German Chancellor Angela Merkel this Monday vowed to "win back trust" of voters over the handling of the migrant crisis after her party lost votes to the Action for Germany (AfD) party in a state election. The far-right party clinched almost 21 percent of the vote in the regional parliament of Mecklenburg-Vorpommern state on Sunday.
Merkel's right-wing Christian Democratic Union (CDU) was never expected to win this election. And it came in third with just 19 percent of the vote, behind the AfD at 21 percent and the Social Democrats (SPD) at 30 percent.
This is a shock for the German leader because the Islamophobic AfD, founded just over three years ago, is now represented in nine out of Germany's 16 state parliaments.
"In term of political symbolism it's definitely an earthquake," says Thorsten Benner, the director of the Global Public Policy Institute. "For her party, in her home state to come after the AfD is humiliating. It was also quite symbolic that Merkel was hit by the news as she was at the G20 summit in China. She'll have a lot of troubles in the next few weeks, as many in her party about upcoming elections."
The AfD's showing is widely blamed on Merkel's decision to accept one million refugees last year. The decision became even more controversial after sexual assaults blamed on north African men on New Year's Eve and a series of bloody attacks this summer, some claimed by the Islamic State armed group.
There's a sense, amongst part of the German population, that Germany cannot manage to integrate those refugees, despite what Merkel has promised.
"I think the AfD is essentially a single-issue party," says Marcel Dirsus, a political scientist at Kiel University. "It used to be about the euro crisis and the euro in general. But now it's basically all about refugees. When you ask why people vote for the AfD, they always say they're scared that so many refugees are in the country and scared of the spread of Islam that these people supposedly bring."
This is a worrying trend for Merkel. First it means the CSU, the CDU's sister party in Bavaria, will step up demands for the German leader to change her refugee policy. And, much like France's National Front, the AfD managed to steal voters from both left-wing and right-wing parties and to get people who normally don't vote to cast their ballots.
The populist party is the first to establish itself in the German political landscape since World War II, after decades in which no such party crossed the five percent hurdle to enter national parliament.
Merkel defends migrant decision
"She will likely plough on but she'll try to make a better communication effort," says Thorsten Benner. "One of the startling thing is that, with regard to refugees, she has changed her policy quite significantly over the past year. She's now all about securing the EU's external borders, keeping as many migrants out as possible ... She hasn't communicated as forcefully as she could have on this because she was probably afraid of admiting she had changed course."
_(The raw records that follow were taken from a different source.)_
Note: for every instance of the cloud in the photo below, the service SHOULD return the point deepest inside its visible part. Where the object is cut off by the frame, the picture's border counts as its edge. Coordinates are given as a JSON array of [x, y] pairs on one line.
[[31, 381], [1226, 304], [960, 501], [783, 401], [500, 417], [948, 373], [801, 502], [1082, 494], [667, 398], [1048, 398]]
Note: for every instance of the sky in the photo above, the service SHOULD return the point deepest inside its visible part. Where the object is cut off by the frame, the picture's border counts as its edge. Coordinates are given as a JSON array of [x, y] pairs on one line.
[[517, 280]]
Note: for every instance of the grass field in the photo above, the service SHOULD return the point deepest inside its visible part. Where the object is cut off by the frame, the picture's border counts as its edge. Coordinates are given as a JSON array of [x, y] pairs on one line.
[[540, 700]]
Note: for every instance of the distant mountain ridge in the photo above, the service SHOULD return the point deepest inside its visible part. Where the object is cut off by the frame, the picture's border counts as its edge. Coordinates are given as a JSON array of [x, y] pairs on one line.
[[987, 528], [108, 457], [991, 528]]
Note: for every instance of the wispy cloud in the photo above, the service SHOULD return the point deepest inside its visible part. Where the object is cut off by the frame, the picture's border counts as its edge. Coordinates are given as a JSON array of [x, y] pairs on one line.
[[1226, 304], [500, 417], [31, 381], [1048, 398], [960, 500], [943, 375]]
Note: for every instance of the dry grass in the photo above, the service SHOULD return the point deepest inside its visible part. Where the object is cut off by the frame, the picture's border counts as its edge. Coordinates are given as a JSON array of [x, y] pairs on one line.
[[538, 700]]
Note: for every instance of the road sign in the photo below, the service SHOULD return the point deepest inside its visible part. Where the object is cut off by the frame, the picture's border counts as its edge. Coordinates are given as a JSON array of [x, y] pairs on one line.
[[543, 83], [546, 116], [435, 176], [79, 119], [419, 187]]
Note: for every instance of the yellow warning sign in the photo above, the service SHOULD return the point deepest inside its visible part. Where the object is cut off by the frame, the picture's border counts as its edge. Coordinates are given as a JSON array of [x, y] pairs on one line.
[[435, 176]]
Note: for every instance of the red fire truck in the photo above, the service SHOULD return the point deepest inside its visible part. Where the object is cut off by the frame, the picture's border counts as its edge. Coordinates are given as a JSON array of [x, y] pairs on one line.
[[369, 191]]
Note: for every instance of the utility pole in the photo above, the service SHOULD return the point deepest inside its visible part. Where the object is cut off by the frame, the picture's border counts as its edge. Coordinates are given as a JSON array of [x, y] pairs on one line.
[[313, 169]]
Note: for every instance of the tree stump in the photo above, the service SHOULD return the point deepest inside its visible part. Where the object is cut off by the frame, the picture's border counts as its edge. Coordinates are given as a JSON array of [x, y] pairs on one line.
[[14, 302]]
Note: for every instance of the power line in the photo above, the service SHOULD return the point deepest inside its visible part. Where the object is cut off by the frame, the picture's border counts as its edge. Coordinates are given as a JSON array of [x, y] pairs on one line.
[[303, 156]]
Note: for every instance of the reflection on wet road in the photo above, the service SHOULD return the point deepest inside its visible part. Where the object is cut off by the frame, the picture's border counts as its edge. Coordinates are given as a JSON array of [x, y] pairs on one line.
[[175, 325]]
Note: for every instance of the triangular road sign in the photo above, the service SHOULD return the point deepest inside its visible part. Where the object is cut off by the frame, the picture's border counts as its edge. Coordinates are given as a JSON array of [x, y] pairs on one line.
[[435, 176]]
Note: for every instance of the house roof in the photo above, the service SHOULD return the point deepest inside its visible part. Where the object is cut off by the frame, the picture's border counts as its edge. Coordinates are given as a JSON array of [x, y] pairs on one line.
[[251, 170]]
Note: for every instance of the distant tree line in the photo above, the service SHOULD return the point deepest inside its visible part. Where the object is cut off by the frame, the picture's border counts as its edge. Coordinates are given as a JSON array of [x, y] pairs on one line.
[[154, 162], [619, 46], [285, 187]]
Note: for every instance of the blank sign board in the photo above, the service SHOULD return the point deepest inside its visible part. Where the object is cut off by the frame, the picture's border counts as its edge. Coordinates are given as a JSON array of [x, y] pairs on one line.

While Merkel on Monday accepted responsibility for the result, she still argues her choice of opening Germany's borders was the right one.
But she has to think about next year's federal elections and whether she will try to stay in the leader's seat. Merkel has not said anything yet but she is expected to run for a fourth term.
At national level the AfD is now polling at 14 percent according to a September survey, an increase of 10 points this year.
But Merkel still has strong personal support.
"People are saying that she's in crisis but she gets approval ratings that just about any other Western leader could only dream about," notes Marcel Dirsus. "I think there's really a split, because there's is a sense of crisis among some people and that she is to blame. But on the other hand, you have people saying 'Yes there might a crisis but in this moment we should turn to someone who has a steady hand'. And she embodies that perfectly."